Rick Kappelman, Sergeant with the Arlington Heights police
"Without divulging any more than this, the investigation is at this point open and active. They are actively pursuing leads even at this late date."
Royden “Ross” Rice, Special agent in the FBI’s Chicago office
"The FBI is helping to coordinate a reinvestigation or a continuing investigation of the 1982 Tylenol poisonings. If evidence is developed which links a person or persons to that crime, they will in all likelihood be charged with violating state murder statutes in DuPage and/or Cook Counties. Because it’s still ongoing, we can’t discuss the case.
So they never caught who did it?
Wait, Fitbit had a recall?
Problem: Skin rashes
Number of incidents: 10,150 injuries reported
Fitbit recalled 1.1 million Fitbit Force wrist fitness trackers after some buyers had allergic reactions to the device’s materials. The Consumer Product Safety Commission received more than 10,000 incident reports, making it the agency’s second-largest recall in terms of reported injuries. (The largest was a trampoline with defective netting, linked to nearly 11,000 injury reports.)
A rash is considered an injury? Sheesh.
The company said tests had found that the Fitbit Force was causing allergic contact dermatitis, a condition that occurs when substances touching the skin cause irritation or red, itchy rash reaction.
Contact dermatitis on the wrist
Contact dermatitis can appear as an itchy, red rash. In this photo, the irritation is likely due to a watchband or to soap residue trapped beneath the band.
To treat contact dermatitis successfully, you need to identify and avoid the cause of your reaction. If you can avoid the offending substance, the rash usually clears up in two to four weeks.
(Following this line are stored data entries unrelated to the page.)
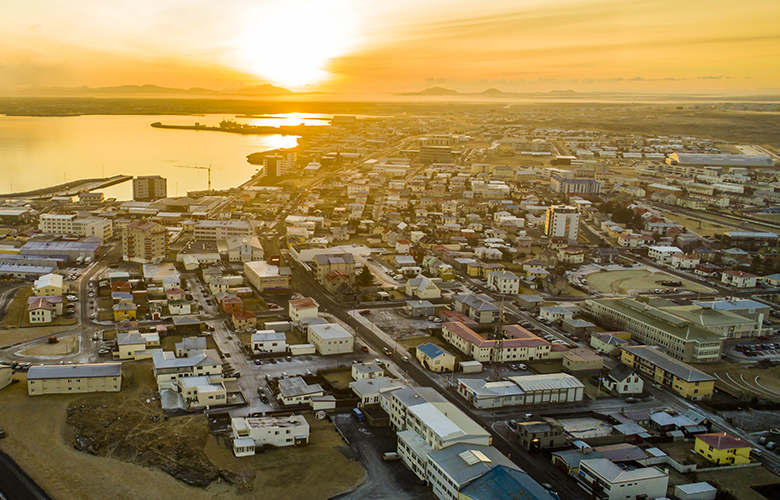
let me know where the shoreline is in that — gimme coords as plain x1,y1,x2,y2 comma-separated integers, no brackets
150,121,324,137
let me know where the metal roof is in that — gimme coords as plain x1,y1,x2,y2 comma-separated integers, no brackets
28,363,121,380
509,373,584,392
428,443,517,487
458,465,556,500
623,346,715,382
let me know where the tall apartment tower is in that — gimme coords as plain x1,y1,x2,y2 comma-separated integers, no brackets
122,220,169,263
263,151,297,177
132,175,167,201
544,205,580,240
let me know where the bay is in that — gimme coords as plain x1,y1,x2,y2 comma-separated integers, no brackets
0,113,333,200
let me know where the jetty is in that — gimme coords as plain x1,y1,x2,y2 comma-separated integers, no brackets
0,174,132,199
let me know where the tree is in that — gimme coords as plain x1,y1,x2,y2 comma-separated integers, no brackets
356,266,375,287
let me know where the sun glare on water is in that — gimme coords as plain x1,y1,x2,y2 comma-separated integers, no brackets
234,1,357,88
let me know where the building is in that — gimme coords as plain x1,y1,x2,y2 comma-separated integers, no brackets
151,350,222,391
289,297,319,322
396,401,492,480
648,246,683,264
177,240,220,266
562,348,603,375
694,433,750,466
194,220,252,241
38,214,113,240
307,323,354,355
122,220,169,264
457,373,584,409
577,458,668,500
721,270,757,288
232,310,257,330
27,363,122,395
459,465,558,500
407,275,442,299
0,364,12,391
486,270,520,294
243,260,292,292
231,415,309,456
277,376,324,406
350,376,403,406
351,361,384,381
620,346,715,400
251,331,287,354
516,418,567,451
20,239,100,264
176,375,227,409
405,300,436,317
33,273,63,296
312,253,356,286
442,323,552,363
223,236,264,262
603,365,644,395
544,205,579,240
667,152,774,168
416,343,456,372
585,298,723,363
674,483,718,500
426,443,519,500
550,176,602,195
720,231,778,251
132,175,167,201
451,294,502,324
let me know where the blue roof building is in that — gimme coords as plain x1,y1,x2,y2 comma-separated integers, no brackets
459,465,558,500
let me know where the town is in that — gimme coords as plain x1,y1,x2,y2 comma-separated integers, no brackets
2,109,780,500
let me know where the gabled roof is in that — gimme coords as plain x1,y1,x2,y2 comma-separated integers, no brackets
417,343,453,360
696,432,748,450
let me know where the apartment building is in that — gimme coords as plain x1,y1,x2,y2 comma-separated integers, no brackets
39,214,113,240
442,323,552,363
151,350,222,391
620,346,715,400
544,205,579,240
193,220,252,240
27,363,122,395
132,175,167,201
122,220,169,264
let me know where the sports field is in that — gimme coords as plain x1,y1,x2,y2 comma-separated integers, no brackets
586,269,710,294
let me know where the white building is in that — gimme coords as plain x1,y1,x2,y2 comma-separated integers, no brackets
350,376,403,406
721,270,757,288
406,275,442,299
33,273,63,296
243,260,292,292
427,443,519,500
38,214,113,240
194,220,252,240
176,375,227,408
251,331,287,354
577,459,668,500
648,246,683,264
277,376,325,406
457,373,584,409
603,365,644,395
151,350,222,391
289,297,319,322
0,364,12,391
223,236,264,262
486,270,520,294
231,415,310,456
351,361,384,381
308,323,354,355
544,205,579,240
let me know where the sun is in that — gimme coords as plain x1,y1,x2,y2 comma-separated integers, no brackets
234,1,357,88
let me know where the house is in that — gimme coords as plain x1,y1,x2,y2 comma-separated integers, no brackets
562,347,603,375
289,297,319,322
416,343,456,373
176,375,227,409
486,270,520,294
516,418,567,451
175,337,207,357
561,318,596,337
538,306,575,323
113,302,138,322
231,415,310,456
351,361,384,381
0,364,12,391
672,253,700,270
307,323,354,355
28,296,58,323
251,331,287,354
167,300,192,315
603,365,644,395
405,300,436,317
648,246,683,264
220,295,243,314
116,333,150,359
577,459,668,500
277,376,325,406
674,483,717,500
452,294,501,324
694,433,750,465
232,310,257,330
33,273,63,296
151,350,222,391
349,376,403,406
27,363,122,396
406,275,442,299
721,270,757,288
589,333,629,354
208,277,230,295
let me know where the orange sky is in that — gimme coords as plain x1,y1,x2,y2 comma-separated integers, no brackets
1,0,779,94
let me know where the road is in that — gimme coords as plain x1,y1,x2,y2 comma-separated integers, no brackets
0,449,51,500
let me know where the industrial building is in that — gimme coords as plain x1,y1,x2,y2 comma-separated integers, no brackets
456,373,584,409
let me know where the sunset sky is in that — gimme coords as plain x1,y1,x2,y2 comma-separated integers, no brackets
1,0,778,94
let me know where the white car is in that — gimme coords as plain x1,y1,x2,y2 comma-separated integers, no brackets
66,295,78,301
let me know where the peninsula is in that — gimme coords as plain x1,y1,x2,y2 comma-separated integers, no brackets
151,119,324,137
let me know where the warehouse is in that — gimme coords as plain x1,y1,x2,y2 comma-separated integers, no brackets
21,239,101,263
457,373,584,409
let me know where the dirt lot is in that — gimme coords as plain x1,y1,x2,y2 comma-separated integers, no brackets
586,269,709,294
700,361,780,402
0,361,364,500
368,308,434,340
0,324,75,348
323,369,355,390
21,336,80,356
693,466,780,500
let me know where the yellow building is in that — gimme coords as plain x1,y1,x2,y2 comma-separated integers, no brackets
416,343,456,373
621,346,715,401
465,262,482,277
113,302,138,322
695,433,750,465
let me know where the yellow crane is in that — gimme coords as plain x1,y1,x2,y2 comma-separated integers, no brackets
175,164,212,190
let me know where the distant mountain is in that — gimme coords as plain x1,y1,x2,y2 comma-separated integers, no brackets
549,89,577,95
404,86,460,96
480,88,506,96
232,84,294,96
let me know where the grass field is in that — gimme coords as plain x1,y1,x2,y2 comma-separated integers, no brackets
586,269,710,294
662,213,728,238
21,336,80,356
699,361,780,401
0,362,364,500
0,286,33,327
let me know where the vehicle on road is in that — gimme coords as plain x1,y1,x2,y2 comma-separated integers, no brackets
352,408,365,421
382,347,392,356
382,452,401,461
360,309,371,314
625,397,638,404
401,356,409,363
361,345,369,352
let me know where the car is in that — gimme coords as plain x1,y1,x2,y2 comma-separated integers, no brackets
359,309,371,314
268,304,281,310
254,360,262,365
518,363,527,370
233,372,241,378
382,347,392,356
401,356,409,363
735,344,744,351
89,313,96,319
625,397,638,404
509,364,519,371
0,429,6,439
361,345,369,352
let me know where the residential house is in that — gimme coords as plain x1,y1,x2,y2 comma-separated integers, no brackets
603,365,644,395
277,376,325,406
350,377,403,407
721,270,757,288
232,310,257,330
352,361,384,381
33,273,63,296
694,433,750,466
151,350,222,391
231,415,309,456
416,343,456,373
289,297,319,322
28,296,61,323
308,323,354,355
406,275,442,299
251,331,287,354
452,294,501,324
486,270,520,295
577,459,668,500
562,348,603,375
516,418,567,451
You can try soothing your skin with cool, wet compresses, anti-itch creams and other self-care steps.
Hmm, the company is still around do I guess they fixed the problem.
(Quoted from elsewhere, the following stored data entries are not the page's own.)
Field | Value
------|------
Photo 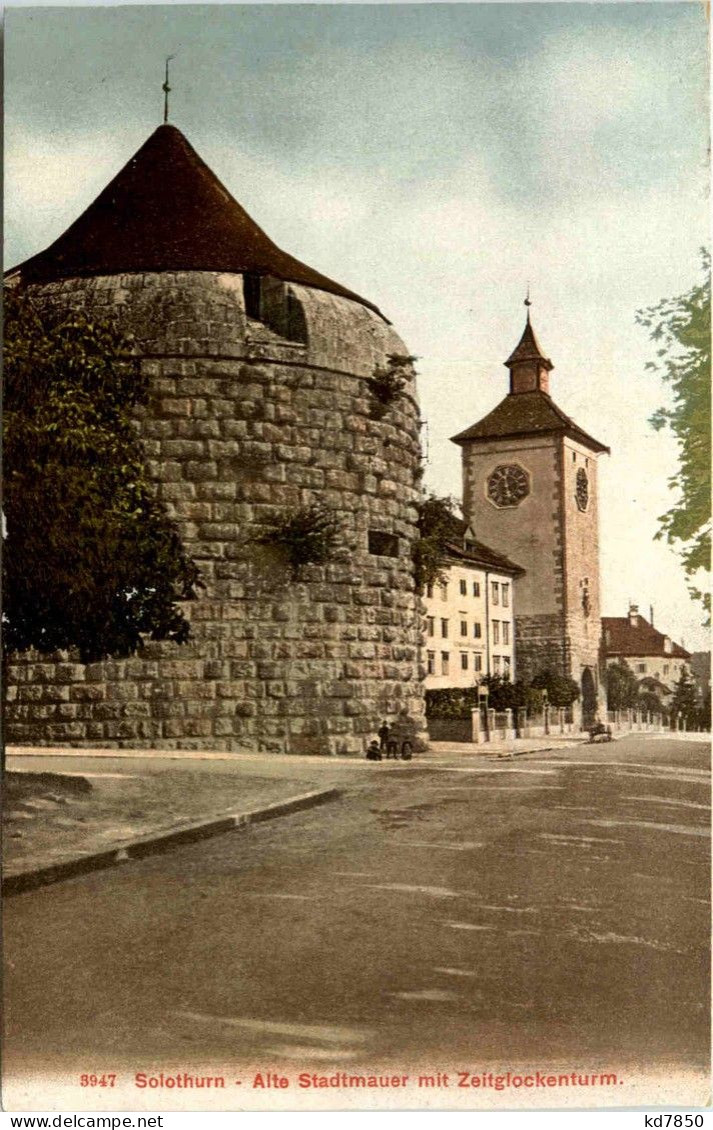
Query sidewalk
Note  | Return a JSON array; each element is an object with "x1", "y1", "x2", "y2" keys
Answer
[{"x1": 3, "y1": 754, "x2": 347, "y2": 890}]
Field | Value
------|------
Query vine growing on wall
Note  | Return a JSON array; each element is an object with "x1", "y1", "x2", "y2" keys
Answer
[
  {"x1": 367, "y1": 353, "x2": 417, "y2": 420},
  {"x1": 256, "y1": 505, "x2": 342, "y2": 580}
]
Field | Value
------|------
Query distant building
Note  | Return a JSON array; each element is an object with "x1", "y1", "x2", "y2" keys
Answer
[
  {"x1": 423, "y1": 524, "x2": 524, "y2": 690},
  {"x1": 451, "y1": 304, "x2": 609, "y2": 723},
  {"x1": 602, "y1": 604, "x2": 691, "y2": 704}
]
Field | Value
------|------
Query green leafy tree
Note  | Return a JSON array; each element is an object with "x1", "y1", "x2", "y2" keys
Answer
[
  {"x1": 671, "y1": 665, "x2": 698, "y2": 725},
  {"x1": 413, "y1": 493, "x2": 460, "y2": 591},
  {"x1": 477, "y1": 674, "x2": 542, "y2": 712},
  {"x1": 605, "y1": 659, "x2": 640, "y2": 711},
  {"x1": 3, "y1": 290, "x2": 200, "y2": 665},
  {"x1": 531, "y1": 668, "x2": 581, "y2": 708},
  {"x1": 638, "y1": 691, "x2": 668, "y2": 719},
  {"x1": 636, "y1": 251, "x2": 711, "y2": 621}
]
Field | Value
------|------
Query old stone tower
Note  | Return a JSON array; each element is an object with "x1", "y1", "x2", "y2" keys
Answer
[
  {"x1": 6, "y1": 124, "x2": 426, "y2": 755},
  {"x1": 451, "y1": 305, "x2": 609, "y2": 718}
]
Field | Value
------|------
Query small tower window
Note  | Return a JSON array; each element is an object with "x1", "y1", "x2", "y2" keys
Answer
[
  {"x1": 368, "y1": 530, "x2": 399, "y2": 557},
  {"x1": 244, "y1": 273, "x2": 262, "y2": 320}
]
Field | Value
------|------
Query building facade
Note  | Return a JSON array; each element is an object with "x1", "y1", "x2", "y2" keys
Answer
[
  {"x1": 5, "y1": 124, "x2": 426, "y2": 755},
  {"x1": 451, "y1": 307, "x2": 609, "y2": 721},
  {"x1": 602, "y1": 604, "x2": 691, "y2": 705},
  {"x1": 423, "y1": 528, "x2": 524, "y2": 690}
]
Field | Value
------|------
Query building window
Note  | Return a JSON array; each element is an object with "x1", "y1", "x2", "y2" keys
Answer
[
  {"x1": 474, "y1": 654, "x2": 482, "y2": 673},
  {"x1": 426, "y1": 617, "x2": 435, "y2": 638},
  {"x1": 459, "y1": 579, "x2": 467, "y2": 596},
  {"x1": 572, "y1": 451, "x2": 577, "y2": 463},
  {"x1": 460, "y1": 620, "x2": 468, "y2": 637},
  {"x1": 502, "y1": 622, "x2": 510, "y2": 645},
  {"x1": 440, "y1": 583, "x2": 448, "y2": 601},
  {"x1": 441, "y1": 652, "x2": 450, "y2": 676},
  {"x1": 492, "y1": 621, "x2": 500, "y2": 645},
  {"x1": 441, "y1": 619, "x2": 449, "y2": 638},
  {"x1": 503, "y1": 656, "x2": 511, "y2": 675},
  {"x1": 426, "y1": 583, "x2": 434, "y2": 599},
  {"x1": 460, "y1": 653, "x2": 469, "y2": 671},
  {"x1": 491, "y1": 582, "x2": 499, "y2": 605},
  {"x1": 473, "y1": 622, "x2": 482, "y2": 639},
  {"x1": 493, "y1": 655, "x2": 501, "y2": 674},
  {"x1": 502, "y1": 584, "x2": 509, "y2": 608},
  {"x1": 427, "y1": 651, "x2": 435, "y2": 675},
  {"x1": 368, "y1": 530, "x2": 399, "y2": 557},
  {"x1": 663, "y1": 664, "x2": 669, "y2": 675},
  {"x1": 637, "y1": 662, "x2": 646, "y2": 673},
  {"x1": 473, "y1": 581, "x2": 481, "y2": 598}
]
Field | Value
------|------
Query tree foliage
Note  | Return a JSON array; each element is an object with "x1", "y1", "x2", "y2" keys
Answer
[
  {"x1": 636, "y1": 251, "x2": 711, "y2": 621},
  {"x1": 367, "y1": 353, "x2": 416, "y2": 420},
  {"x1": 477, "y1": 674, "x2": 543, "y2": 712},
  {"x1": 530, "y1": 668, "x2": 581, "y2": 708},
  {"x1": 605, "y1": 659, "x2": 640, "y2": 711},
  {"x1": 413, "y1": 493, "x2": 460, "y2": 591},
  {"x1": 671, "y1": 665, "x2": 698, "y2": 723},
  {"x1": 3, "y1": 290, "x2": 200, "y2": 663}
]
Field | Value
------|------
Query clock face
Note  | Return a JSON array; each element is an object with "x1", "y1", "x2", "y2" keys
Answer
[
  {"x1": 576, "y1": 467, "x2": 589, "y2": 511},
  {"x1": 487, "y1": 464, "x2": 530, "y2": 508}
]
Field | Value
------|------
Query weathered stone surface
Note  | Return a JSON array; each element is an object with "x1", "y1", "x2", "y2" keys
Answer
[{"x1": 7, "y1": 271, "x2": 427, "y2": 754}]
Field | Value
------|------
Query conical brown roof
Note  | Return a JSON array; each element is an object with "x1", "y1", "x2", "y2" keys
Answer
[
  {"x1": 504, "y1": 313, "x2": 553, "y2": 371},
  {"x1": 11, "y1": 124, "x2": 382, "y2": 316}
]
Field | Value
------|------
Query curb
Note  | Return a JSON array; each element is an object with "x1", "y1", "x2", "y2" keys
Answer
[{"x1": 3, "y1": 787, "x2": 341, "y2": 897}]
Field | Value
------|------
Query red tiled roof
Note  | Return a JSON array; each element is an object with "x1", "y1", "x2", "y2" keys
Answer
[
  {"x1": 440, "y1": 516, "x2": 525, "y2": 575},
  {"x1": 451, "y1": 390, "x2": 609, "y2": 453},
  {"x1": 9, "y1": 124, "x2": 383, "y2": 317},
  {"x1": 602, "y1": 615, "x2": 690, "y2": 660}
]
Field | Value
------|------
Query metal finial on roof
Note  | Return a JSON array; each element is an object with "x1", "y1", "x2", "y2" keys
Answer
[
  {"x1": 162, "y1": 55, "x2": 175, "y2": 124},
  {"x1": 524, "y1": 284, "x2": 532, "y2": 318}
]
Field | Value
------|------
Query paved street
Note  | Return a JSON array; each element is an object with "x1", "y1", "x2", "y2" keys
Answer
[{"x1": 3, "y1": 735, "x2": 709, "y2": 1110}]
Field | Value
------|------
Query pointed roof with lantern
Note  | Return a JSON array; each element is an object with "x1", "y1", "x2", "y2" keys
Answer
[
  {"x1": 7, "y1": 123, "x2": 384, "y2": 319},
  {"x1": 504, "y1": 302, "x2": 553, "y2": 371},
  {"x1": 451, "y1": 298, "x2": 609, "y2": 453}
]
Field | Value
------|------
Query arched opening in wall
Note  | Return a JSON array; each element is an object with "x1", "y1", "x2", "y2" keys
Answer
[{"x1": 581, "y1": 667, "x2": 597, "y2": 726}]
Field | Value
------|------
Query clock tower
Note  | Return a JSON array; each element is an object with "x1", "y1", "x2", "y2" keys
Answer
[{"x1": 451, "y1": 305, "x2": 609, "y2": 720}]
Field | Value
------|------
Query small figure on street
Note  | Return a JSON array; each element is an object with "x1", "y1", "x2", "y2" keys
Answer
[
  {"x1": 378, "y1": 720, "x2": 391, "y2": 752},
  {"x1": 366, "y1": 739, "x2": 382, "y2": 761}
]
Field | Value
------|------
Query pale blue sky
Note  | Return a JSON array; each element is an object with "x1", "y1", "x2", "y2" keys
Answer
[{"x1": 5, "y1": 3, "x2": 710, "y2": 648}]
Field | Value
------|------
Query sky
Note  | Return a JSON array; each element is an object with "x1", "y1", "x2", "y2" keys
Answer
[{"x1": 5, "y1": 2, "x2": 710, "y2": 650}]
"In response, Fitbit hired independent labs and medical experts to determine what was happening to some of the people who used the device and developed rashes. In a statement, the company said that it had taken the complaints about skin irritation “very seriously.”
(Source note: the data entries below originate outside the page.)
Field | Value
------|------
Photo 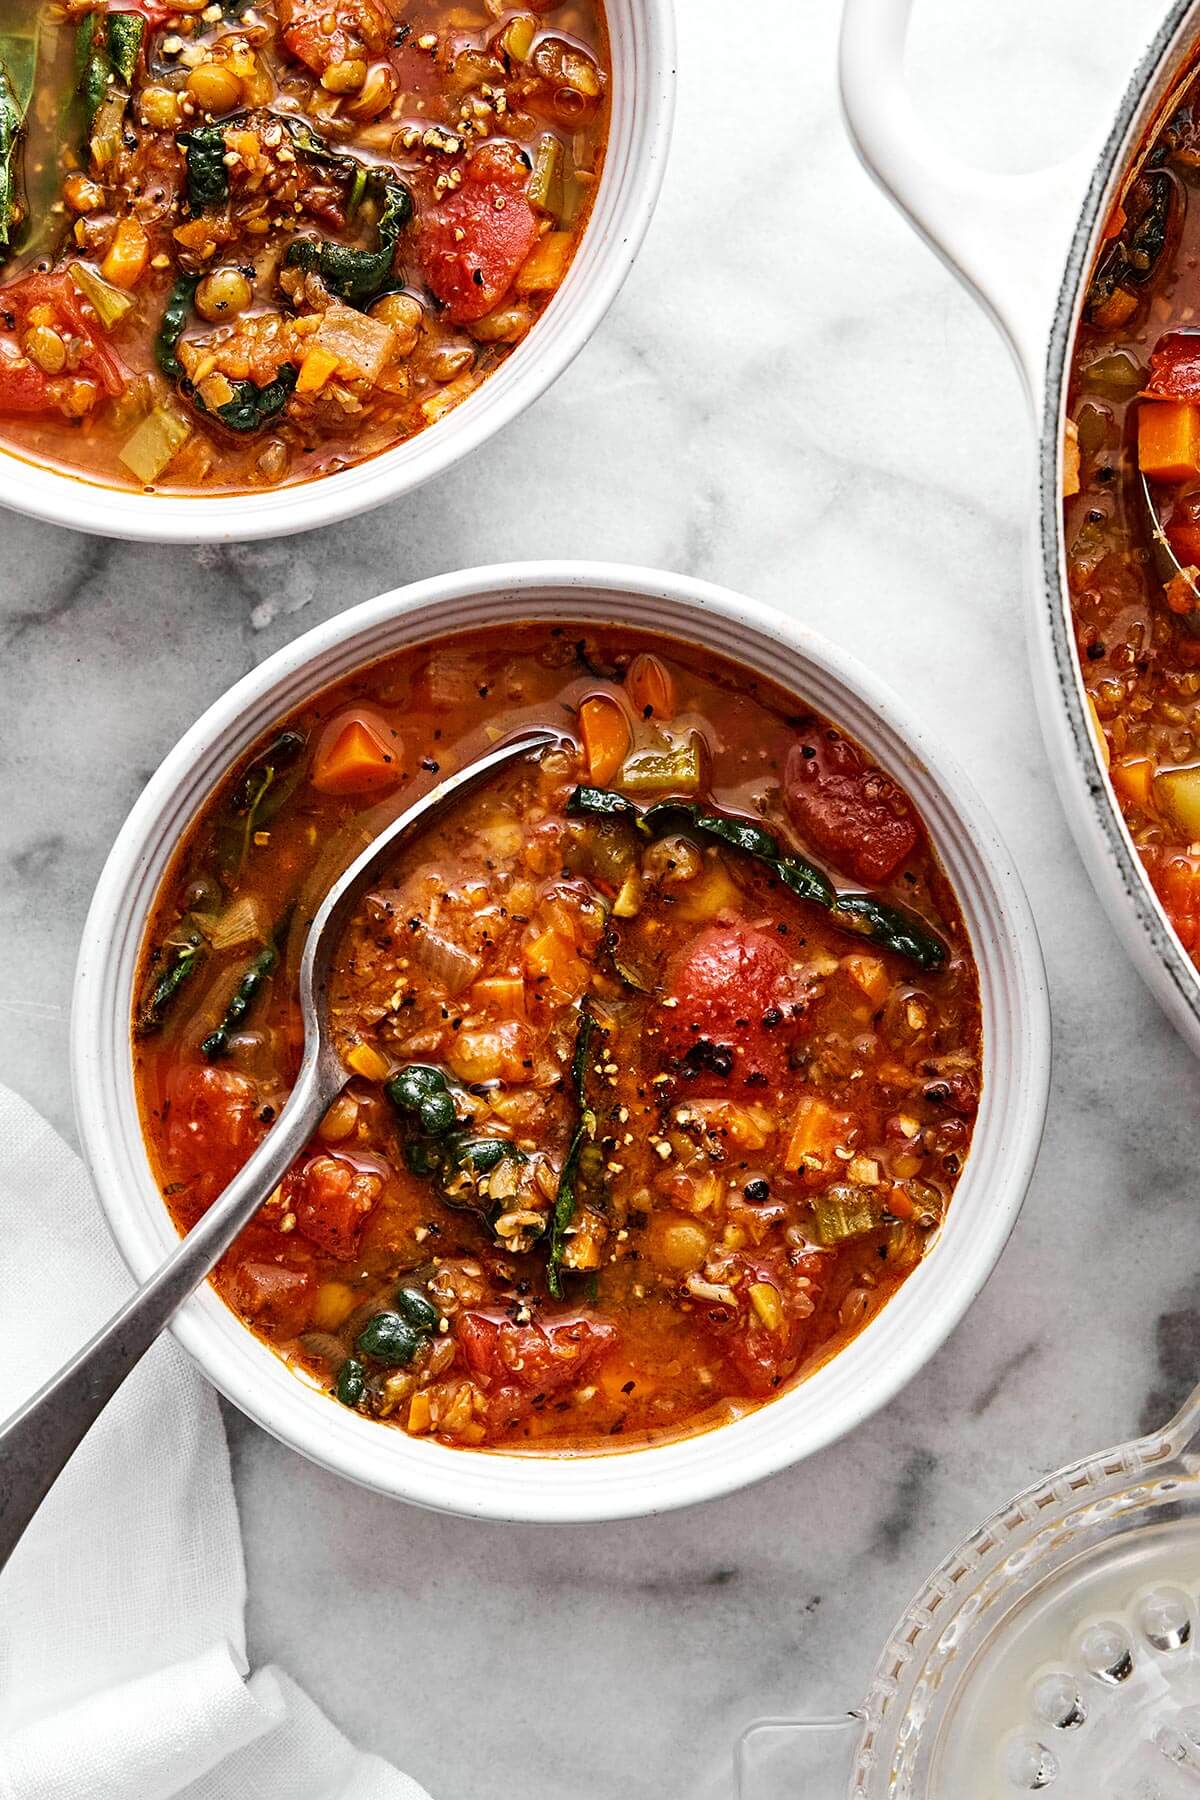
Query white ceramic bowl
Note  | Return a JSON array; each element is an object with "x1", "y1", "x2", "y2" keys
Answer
[
  {"x1": 3, "y1": 2, "x2": 674, "y2": 545},
  {"x1": 71, "y1": 563, "x2": 1050, "y2": 1521},
  {"x1": 840, "y1": 0, "x2": 1200, "y2": 1058}
]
In January, The Consumerist website wrote about some customers who said that they loved their Fitbit Force but that they had started to see a rash near the battery port of the tracker.
In a post on the company’s website, James Park, Fitbit’s chief executive and a co-founder, issued an apology to customers. Mr. Park said the materials in the Fitbit Force were commonly used in other consumer products and the rashes could be a result of a number of different components.
“Some users may be reacting to the nickel present in the surgical grade stainless steel used in the device,” he wrote on the site. “Other users are likely experiencing an allergic reaction to the materials used in the strap or the adhesives used to assemble the product.”
He also said the company planned to continue working on a “next-generation tracker and will announce news about it soon.”
Johnson & Johnson (Tylenol) are many times used as an excellent example of good PR during a crisis. The company voluntarily recalled 31 million products, worth $100 million. No dodgeball with years of litigation like companies do now.
I wonder what it would take for more companies to own up to their mistakes.
They've done even better with the PR following the establishment by several studies that (unadulterated) Tylenol is probably the #1 cause of kidney failure!
I don't know... the studies I recall were from several years ago and I don't know how much is accounted for by market share. They are both pretty horrible for repeated use. Ibuprofen (advil) is very hard on the stomach.
Aspirin is much better I think. Ray Peat loves it and that community is always posting studies about how it benefits this or that. It can also cause stomach damage but if you take it routinely, it's dramatically reduced after the first day or two. Taking your aspirin with Vitamin K also mitigates many of the potential downsides.
I wonder what gave aspirin a bad rap. I guess the stomach damage but that vitamin K use helps that.
Ibuprofen is not much better, apparently.